Characterization of cell-to-cell variation in nuclear transport rates and identification of its sources

Nuclear transport is an essential part of eukaryotic cell function. Several assays exist to measure the rate of this process, but not at the single-cell level. Here, we developed a fluorescent recovery after photobleaching (FRAP)- based method to determine nuclear import and export rates independently in individual live cells. To overcome the inherent noise of single-cell measurements, we performed sequential FRAPs on the same cell. We found large cell-to-cell variation in transport rates within isogenic yeast populations.
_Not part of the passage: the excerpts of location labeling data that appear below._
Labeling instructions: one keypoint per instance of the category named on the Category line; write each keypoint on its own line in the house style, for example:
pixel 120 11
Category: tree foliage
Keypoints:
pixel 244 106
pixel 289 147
Our data suggest that a main determinant of this heterogeneity may be variability in the number of nuclear pore complexes (NPCs). For passive transport, this component explained most of the variability. Actively transported proteins were influenced by variability in additional components, including general factors such as the Ran-GTP gradient as well as specific regulators of the export rate. By considering mother-daughter pairs, we showed that mitotic segregation of the transport machinery is too noisy to control cellular inheritance. Finally, we studied mother-daughter cell asymmetry in the localization of the transcription factor Ace2, which is specifically concentrated in daughter cell nuclei. We found that this asymmetry is the outcome of a higher ratio of import rate to export rate in daughters. Interestingly, rather than reduced export in the daughter cell, as previously hypothesized, rates of both import and export are faster in daughter cells than in mother cells, but the magnitude of increase is greater for import. These results shed light into cell-to-cell variation in cellular dynamics and its sources.